Several months ago, the Android Trojan “xHelper” infected tens of thousands of devices, and was unable to be removed even after a factory reset of the phone. With the help of the user “misspaperwait,” Malwarebytes was recently able to discover how xHelper was able to repeatedly infect devices, leading to a solution for removing the Trojan completely. Using the file explorer app, search for any files or folders on the device starting with “com.mufc.” That is the beginning of the package name for each xHelper variant. Hidden inside each of the directories that start with “com.mufc.” is an Android app file that is responsible for installing new malware. Unfortunately, this app created new questions about the infection process. It was not installed on the device; it was only present in the device storage. This led the researchers to believe the app was being installed due to a trigger by Google Play, dropping new malware and then uninstalling itself within seconds. The technical details of the method for using Google Play to reinstall the malware are still currently unknown. However, removing the directories was enough to remove the persistent Trojan.

Analyst Notes

Android device owners are highly encouraged to only install apps from the Google Play store to minimize the chances of infection.

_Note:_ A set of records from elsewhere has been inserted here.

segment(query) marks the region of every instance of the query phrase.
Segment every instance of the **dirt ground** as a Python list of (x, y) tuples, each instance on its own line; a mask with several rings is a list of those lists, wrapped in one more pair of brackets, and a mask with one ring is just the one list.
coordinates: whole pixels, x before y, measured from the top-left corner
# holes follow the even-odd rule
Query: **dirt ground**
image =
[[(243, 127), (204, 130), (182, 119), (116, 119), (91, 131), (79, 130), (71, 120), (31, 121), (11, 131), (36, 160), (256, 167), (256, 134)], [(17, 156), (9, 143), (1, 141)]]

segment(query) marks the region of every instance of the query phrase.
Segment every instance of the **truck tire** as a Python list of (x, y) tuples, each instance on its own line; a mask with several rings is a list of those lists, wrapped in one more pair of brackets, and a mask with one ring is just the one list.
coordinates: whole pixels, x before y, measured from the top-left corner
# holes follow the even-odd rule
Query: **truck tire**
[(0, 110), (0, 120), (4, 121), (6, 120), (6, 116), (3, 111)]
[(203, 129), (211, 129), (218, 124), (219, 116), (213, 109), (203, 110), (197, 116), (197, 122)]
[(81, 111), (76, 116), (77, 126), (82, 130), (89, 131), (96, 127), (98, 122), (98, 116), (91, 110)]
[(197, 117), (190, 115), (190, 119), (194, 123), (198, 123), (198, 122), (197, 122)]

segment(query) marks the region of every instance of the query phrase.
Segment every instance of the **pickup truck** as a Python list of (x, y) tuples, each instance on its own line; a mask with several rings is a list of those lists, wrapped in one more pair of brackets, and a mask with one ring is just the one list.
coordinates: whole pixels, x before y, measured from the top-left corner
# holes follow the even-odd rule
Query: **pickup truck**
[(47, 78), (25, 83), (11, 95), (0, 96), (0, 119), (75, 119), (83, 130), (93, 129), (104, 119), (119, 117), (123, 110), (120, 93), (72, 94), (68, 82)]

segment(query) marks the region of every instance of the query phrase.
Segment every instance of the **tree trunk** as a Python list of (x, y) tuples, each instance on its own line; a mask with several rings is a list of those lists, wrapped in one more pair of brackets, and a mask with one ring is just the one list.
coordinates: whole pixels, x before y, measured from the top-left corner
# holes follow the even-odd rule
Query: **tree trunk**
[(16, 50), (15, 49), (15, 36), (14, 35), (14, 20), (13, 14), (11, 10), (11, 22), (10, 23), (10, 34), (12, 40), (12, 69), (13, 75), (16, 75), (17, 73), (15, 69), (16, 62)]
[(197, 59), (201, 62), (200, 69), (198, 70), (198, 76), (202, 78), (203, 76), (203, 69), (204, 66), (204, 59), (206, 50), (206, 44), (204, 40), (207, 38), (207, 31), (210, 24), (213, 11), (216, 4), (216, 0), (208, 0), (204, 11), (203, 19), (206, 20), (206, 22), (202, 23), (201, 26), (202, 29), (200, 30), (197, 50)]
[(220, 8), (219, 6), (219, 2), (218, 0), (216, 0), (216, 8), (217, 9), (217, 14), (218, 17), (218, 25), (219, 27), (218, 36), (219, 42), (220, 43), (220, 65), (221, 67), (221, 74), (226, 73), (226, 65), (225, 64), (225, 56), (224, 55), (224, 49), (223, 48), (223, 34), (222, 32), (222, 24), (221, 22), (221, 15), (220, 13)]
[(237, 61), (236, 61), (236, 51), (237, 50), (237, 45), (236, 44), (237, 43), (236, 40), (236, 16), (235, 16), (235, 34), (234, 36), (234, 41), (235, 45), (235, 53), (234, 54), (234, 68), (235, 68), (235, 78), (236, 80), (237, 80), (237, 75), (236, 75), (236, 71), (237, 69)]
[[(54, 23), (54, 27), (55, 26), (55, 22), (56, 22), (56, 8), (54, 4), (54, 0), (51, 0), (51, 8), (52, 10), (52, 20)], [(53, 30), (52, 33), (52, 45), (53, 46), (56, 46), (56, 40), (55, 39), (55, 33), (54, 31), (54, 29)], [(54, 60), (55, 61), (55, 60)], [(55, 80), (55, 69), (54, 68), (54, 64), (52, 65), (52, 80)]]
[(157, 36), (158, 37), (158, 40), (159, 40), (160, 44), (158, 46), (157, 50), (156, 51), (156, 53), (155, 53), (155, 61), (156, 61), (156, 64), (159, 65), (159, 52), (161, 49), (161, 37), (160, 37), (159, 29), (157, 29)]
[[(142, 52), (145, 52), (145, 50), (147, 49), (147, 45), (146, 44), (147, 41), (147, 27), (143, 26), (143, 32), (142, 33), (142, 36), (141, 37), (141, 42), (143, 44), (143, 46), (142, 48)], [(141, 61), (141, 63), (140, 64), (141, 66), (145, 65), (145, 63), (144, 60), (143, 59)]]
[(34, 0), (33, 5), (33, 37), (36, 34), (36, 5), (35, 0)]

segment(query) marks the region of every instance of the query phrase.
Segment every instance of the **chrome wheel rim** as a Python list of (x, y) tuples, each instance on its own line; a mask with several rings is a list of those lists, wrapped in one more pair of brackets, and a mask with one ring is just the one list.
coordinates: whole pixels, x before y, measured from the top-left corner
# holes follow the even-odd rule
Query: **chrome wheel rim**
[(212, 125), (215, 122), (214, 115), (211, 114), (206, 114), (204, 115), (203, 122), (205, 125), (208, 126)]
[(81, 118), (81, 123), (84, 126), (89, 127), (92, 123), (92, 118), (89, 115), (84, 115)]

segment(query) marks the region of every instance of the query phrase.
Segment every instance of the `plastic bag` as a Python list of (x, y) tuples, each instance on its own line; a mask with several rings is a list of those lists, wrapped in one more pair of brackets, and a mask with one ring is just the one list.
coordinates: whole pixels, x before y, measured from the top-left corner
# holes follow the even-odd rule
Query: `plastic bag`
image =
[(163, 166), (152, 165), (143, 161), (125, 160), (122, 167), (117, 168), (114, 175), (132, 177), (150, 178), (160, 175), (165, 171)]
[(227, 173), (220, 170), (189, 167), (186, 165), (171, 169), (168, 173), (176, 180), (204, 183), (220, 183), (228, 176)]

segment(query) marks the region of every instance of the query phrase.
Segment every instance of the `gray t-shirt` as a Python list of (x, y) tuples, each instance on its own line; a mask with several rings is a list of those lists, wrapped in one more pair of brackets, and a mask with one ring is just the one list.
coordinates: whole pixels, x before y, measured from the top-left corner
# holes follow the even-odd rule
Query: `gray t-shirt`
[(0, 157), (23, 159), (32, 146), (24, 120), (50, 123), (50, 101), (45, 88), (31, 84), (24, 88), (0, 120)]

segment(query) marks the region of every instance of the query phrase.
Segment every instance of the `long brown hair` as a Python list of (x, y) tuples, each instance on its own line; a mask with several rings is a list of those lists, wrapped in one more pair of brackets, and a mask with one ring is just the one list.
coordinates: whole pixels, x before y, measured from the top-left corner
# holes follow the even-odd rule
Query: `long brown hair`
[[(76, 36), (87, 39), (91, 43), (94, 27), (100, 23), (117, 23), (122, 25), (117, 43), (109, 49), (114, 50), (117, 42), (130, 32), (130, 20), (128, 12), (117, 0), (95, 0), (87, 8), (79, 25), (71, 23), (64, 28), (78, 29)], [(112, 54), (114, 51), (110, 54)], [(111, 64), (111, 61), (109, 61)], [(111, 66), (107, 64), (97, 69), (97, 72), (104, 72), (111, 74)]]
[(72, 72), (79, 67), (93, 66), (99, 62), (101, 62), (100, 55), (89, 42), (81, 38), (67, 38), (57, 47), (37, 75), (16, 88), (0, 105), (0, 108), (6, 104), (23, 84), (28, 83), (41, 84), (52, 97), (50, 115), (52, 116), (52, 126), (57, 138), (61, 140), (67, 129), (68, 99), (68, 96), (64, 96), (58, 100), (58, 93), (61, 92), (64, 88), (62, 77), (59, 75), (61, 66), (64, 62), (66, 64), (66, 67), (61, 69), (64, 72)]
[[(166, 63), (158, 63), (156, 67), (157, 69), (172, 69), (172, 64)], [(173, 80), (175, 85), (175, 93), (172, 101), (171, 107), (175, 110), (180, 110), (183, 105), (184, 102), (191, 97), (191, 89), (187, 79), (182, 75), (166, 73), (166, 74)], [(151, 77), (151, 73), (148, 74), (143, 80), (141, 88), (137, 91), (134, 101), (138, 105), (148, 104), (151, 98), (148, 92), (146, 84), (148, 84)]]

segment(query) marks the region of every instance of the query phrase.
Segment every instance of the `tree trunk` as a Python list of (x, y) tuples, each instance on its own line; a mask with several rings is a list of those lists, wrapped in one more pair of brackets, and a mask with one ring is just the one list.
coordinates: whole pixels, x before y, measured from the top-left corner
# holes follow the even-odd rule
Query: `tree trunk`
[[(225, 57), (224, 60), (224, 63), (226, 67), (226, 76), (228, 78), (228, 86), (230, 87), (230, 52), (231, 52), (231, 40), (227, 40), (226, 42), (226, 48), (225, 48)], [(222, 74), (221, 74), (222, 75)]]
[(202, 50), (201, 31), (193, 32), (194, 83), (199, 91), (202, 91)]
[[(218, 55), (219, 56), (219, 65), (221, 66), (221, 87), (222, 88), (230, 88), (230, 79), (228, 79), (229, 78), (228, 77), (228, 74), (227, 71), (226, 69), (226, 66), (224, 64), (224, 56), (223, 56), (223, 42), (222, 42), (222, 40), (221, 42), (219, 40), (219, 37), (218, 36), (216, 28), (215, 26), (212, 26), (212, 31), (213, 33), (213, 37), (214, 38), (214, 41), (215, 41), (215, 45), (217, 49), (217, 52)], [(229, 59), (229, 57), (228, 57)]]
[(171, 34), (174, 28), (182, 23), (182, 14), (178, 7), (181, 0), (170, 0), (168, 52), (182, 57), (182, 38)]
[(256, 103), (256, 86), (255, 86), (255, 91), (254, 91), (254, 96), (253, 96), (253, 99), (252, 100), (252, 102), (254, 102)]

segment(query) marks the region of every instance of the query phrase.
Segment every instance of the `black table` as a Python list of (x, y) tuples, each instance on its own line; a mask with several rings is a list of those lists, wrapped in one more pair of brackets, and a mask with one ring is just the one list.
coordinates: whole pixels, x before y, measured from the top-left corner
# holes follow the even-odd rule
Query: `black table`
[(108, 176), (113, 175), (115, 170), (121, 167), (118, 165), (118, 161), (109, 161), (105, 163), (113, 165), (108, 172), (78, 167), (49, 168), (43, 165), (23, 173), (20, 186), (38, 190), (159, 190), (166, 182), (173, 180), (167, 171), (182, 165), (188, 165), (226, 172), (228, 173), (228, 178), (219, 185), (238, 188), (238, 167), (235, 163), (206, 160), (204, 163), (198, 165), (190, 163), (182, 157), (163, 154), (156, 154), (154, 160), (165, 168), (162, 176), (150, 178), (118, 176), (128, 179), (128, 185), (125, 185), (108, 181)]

While Google does have protections in place, it is always possible for malicious apps to sneak through the mostly automated verification process. Most malware that manages to sneak into Play store listings will attempt to disguise itself as other popular apps. Pay close attention to application publishers and only install apps from trusted publishers when possible. To remove xHelper from an infected device, temporarily disable the Play store through Android’s settings and scan the device with an anti-virus app. Then, with a file browsing app, search for any directories starting with “com.mufc.” and delete them. Google Play should now be safe to re-enable and the xHelper should no longer be able to automatically re-infect the device.